Page:Petrarque - Les Rimes de.djvu/126

Cette page a été validée par deux contributeurs.

Puis, comme si une force plus grande le détournait, il lui faut suivre une autre voie, et, malgré lui, il faut qu’il consente à sa longue mort ainsi qu’à la mienne.


SONNET CXXVI.

Laure lui a plu uniquement pour son air humble. Il engage un ami à faire de même avec sa dame.

Geri, quand parfois s’irrite contre moi ma douce ennemie qui est si altière, une consolation m’est donnée, à savoir que je n’en meurs pas, et c’est grâce à cela seulement que mon âme respire.

Partout où, dans son dédain, elle jette les yeux, espérant priver ma vie de toute lumière, je lui montre les miens pleins d’une humilité si vraie, que tout son dédain est forcément repoussé.
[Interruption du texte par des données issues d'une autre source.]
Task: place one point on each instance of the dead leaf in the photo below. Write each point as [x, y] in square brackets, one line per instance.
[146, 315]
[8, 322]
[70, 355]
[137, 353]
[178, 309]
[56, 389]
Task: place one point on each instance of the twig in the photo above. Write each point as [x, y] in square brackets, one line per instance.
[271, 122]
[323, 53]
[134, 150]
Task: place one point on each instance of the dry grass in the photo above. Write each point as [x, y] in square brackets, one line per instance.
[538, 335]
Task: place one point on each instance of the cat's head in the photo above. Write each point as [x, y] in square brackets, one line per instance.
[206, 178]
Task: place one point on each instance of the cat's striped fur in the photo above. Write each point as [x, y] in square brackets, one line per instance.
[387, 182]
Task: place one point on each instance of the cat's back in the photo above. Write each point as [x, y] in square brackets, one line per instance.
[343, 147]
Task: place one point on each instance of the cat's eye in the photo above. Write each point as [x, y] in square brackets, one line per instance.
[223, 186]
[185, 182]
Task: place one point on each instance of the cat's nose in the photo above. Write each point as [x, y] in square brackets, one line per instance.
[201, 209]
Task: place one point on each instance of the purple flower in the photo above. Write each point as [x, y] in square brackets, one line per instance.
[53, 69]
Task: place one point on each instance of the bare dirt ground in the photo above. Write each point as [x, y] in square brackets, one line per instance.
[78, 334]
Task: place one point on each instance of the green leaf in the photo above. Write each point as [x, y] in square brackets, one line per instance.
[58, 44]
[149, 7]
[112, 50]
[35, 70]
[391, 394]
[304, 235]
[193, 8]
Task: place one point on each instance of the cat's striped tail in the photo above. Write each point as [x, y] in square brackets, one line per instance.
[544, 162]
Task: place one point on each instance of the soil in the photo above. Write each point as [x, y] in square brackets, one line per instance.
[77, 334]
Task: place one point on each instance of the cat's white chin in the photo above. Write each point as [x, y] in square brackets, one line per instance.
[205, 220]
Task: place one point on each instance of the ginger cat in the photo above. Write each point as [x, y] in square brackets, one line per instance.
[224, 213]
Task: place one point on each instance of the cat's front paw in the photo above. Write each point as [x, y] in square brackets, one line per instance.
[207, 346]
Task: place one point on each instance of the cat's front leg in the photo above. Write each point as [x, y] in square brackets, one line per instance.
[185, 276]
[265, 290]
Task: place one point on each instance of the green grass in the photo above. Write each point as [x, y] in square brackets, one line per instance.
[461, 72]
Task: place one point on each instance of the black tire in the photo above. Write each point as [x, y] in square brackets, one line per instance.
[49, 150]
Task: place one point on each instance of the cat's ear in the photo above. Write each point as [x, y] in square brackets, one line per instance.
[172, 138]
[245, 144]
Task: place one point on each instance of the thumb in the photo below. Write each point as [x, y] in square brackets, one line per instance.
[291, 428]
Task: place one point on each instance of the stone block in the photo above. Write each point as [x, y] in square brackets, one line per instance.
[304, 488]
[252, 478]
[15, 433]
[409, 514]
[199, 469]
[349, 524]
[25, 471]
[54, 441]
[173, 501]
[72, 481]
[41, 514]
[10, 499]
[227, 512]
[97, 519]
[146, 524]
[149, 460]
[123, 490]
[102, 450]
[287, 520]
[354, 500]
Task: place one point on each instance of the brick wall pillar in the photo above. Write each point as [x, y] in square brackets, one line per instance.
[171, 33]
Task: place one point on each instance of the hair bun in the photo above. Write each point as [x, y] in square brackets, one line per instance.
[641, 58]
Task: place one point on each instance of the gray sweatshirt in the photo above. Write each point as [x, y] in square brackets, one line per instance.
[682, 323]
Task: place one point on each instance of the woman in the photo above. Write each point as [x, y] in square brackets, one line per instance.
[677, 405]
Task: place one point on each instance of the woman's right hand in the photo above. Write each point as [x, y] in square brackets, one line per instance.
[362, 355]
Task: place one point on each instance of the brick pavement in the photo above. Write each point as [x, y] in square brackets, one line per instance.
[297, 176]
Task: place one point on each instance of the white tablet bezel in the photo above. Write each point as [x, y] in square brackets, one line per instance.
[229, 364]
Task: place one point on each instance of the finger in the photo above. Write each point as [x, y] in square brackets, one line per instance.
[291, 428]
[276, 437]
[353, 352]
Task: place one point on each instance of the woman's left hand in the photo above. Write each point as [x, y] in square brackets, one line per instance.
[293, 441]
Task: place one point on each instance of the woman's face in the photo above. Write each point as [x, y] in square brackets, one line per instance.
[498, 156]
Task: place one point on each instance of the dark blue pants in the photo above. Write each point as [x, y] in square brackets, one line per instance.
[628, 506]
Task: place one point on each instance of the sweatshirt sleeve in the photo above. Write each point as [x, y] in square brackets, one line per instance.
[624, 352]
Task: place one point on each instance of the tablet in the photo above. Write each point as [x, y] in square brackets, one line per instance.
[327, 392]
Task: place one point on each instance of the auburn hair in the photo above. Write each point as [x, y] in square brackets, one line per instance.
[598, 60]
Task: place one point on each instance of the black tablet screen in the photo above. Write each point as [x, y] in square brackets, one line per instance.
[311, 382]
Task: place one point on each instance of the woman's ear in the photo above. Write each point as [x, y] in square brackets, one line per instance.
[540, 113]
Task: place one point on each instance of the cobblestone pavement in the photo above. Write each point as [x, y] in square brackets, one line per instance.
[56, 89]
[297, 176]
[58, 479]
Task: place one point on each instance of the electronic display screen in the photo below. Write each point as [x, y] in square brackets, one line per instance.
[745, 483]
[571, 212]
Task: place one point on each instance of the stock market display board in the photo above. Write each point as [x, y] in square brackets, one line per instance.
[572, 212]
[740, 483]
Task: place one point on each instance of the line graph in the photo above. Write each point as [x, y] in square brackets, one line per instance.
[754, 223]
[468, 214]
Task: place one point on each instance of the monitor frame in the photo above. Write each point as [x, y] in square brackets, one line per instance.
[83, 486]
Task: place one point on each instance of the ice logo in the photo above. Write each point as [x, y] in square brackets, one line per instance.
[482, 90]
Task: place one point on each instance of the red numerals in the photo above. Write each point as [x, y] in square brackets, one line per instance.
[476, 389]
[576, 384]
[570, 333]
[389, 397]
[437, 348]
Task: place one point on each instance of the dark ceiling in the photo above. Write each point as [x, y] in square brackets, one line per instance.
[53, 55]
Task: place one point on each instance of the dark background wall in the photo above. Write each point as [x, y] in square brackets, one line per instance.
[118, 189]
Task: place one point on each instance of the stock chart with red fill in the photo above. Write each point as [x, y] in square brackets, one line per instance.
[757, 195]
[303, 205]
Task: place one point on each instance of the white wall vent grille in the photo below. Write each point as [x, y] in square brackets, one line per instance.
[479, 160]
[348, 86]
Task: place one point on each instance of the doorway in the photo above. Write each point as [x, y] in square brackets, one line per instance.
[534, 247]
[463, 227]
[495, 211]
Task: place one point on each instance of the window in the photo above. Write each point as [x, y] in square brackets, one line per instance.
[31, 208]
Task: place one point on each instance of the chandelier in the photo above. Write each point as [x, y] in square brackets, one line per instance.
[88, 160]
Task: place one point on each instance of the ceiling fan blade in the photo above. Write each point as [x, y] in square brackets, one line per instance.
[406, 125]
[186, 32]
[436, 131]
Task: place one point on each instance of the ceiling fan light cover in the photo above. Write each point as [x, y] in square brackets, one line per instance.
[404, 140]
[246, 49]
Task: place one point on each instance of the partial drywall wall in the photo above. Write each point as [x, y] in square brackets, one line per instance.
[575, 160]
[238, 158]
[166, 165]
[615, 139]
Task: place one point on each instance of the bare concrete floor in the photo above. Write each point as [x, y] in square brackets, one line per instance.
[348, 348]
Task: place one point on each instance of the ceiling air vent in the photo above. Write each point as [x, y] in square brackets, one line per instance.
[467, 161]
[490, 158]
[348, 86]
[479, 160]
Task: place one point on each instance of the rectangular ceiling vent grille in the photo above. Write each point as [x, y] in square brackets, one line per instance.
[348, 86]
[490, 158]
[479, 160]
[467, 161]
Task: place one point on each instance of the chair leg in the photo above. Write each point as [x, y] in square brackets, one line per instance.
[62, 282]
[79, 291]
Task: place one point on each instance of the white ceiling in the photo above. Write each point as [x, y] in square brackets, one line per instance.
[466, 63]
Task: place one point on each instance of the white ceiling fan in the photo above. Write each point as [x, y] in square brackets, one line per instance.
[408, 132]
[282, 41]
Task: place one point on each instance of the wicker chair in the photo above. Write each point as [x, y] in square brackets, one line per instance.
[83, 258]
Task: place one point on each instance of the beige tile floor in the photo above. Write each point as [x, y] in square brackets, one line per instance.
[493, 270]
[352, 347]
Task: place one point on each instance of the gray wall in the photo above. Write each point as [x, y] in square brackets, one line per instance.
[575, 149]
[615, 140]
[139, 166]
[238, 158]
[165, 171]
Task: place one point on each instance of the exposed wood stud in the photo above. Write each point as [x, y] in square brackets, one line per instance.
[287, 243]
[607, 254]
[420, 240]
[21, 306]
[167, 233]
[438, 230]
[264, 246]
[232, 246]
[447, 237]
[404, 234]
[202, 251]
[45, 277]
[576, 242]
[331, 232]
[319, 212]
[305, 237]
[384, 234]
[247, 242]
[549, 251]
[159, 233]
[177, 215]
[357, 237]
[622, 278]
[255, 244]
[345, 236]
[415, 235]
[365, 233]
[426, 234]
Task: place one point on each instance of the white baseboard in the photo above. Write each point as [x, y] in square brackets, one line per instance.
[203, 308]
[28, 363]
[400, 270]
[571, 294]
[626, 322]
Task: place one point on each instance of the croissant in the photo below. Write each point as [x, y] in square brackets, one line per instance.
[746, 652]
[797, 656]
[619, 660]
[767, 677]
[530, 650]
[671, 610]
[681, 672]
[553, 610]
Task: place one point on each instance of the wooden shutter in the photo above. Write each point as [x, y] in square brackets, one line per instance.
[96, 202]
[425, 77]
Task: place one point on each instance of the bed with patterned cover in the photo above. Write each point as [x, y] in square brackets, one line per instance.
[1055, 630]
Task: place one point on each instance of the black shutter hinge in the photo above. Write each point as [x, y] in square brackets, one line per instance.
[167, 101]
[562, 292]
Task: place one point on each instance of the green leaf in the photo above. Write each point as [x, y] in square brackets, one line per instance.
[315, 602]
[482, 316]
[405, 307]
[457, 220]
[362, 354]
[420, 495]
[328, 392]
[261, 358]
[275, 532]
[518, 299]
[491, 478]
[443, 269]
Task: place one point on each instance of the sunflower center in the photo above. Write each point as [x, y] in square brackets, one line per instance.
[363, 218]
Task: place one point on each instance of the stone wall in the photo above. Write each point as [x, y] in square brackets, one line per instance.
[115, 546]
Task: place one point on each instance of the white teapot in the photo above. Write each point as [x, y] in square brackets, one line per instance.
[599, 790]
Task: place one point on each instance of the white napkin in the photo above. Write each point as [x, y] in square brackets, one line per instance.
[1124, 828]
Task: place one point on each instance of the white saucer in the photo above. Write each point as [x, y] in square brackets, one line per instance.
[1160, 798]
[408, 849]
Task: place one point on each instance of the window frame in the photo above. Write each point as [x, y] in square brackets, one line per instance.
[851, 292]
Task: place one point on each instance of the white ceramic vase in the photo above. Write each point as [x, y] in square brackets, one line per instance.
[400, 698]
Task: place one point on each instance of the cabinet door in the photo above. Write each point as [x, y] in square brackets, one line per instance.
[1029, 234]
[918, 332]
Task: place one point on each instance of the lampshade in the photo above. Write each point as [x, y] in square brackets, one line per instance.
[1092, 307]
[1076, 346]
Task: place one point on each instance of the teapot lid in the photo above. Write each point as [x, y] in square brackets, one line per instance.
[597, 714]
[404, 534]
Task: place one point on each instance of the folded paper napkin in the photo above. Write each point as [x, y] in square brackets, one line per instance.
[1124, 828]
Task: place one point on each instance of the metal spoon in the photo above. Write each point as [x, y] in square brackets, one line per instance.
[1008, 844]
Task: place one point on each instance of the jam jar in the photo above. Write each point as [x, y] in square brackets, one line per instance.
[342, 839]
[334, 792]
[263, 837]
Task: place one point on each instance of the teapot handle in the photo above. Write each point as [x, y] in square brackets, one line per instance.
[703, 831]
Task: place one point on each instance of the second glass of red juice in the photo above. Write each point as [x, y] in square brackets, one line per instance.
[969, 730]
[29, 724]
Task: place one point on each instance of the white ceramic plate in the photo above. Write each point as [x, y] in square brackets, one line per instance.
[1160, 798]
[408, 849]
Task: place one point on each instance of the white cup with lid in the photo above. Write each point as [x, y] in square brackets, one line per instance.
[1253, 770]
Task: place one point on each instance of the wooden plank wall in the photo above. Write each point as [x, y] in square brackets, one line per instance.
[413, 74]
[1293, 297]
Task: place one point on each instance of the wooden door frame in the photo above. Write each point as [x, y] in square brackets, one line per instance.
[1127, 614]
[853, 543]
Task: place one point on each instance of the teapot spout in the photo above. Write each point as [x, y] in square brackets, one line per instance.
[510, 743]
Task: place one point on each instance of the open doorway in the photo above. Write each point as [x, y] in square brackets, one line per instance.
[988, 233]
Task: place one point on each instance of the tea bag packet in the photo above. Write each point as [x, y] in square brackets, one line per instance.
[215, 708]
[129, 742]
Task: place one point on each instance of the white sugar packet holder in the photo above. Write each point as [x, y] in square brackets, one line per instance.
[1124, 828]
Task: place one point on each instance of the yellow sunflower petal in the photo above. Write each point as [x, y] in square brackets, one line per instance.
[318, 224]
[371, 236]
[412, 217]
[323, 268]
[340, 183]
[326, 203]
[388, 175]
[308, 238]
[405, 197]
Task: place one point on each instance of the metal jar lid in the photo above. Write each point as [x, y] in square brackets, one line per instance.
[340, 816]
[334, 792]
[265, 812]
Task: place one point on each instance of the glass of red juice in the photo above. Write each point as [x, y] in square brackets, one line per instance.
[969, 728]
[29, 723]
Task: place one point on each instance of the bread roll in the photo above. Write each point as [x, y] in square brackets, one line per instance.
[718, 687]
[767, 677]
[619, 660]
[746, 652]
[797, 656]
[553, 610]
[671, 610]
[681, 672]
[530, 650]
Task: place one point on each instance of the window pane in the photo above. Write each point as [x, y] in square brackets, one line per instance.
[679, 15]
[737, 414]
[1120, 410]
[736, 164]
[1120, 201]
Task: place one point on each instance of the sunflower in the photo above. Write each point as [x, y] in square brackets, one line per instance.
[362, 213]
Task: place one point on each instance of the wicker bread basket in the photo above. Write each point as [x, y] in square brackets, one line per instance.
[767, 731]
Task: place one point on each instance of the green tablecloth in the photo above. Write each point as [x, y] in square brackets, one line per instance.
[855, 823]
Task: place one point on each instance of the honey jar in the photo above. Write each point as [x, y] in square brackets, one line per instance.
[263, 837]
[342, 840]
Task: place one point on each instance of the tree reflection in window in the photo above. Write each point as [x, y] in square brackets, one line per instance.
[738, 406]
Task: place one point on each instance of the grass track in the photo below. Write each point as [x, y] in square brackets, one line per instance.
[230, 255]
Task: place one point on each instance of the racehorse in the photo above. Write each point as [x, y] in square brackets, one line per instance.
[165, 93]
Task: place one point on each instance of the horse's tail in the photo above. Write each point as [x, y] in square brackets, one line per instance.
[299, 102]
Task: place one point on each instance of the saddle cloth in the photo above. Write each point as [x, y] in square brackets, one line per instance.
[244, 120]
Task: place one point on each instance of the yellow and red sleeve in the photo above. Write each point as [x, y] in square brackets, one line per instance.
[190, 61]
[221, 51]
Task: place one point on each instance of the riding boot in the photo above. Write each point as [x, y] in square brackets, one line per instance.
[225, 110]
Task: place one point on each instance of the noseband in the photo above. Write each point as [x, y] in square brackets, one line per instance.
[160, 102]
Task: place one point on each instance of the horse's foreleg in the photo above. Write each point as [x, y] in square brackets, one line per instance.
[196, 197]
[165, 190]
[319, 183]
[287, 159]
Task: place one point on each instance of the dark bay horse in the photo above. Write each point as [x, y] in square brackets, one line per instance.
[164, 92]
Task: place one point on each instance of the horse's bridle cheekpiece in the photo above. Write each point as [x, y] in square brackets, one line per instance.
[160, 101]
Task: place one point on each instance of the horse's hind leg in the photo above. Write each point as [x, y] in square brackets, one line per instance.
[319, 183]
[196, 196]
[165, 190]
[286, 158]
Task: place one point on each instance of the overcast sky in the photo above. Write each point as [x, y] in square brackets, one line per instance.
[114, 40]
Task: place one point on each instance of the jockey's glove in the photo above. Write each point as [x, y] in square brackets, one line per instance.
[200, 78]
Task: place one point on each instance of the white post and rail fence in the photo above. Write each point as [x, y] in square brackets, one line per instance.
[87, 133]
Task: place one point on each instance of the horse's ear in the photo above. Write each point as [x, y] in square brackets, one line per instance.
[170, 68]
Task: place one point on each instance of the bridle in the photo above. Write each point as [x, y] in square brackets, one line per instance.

S’il n’en était pas ainsi, je ne pourrais pas risquer de la voir autrement que comme la face de Méduse qui changeait les gens en marbre.

Fais donc ainsi toi-même, car je vois qu’il n’existe pas d’autre moyen ; rien ne sert de fuir devant les ailes dont use notre Seigneur.


SONNET CXXVII.

Le Pô pourra bien l’emporter de corps loin de Laure, mais non d’esprit.

Pô, sur tes puissantes et rapides ondes, tu peux bien emporter mon corps, mais l’esprit qui y est enfermé n’a souci ni de ta force ni de celle de personne.

Sans louvoyer à droite ni à gauche, il fend l’air tout droit vers son désir favorable, et dirigeant ses ailes vers le feuillage doré, il dompte l’eau et le vent, et la voile et les rames.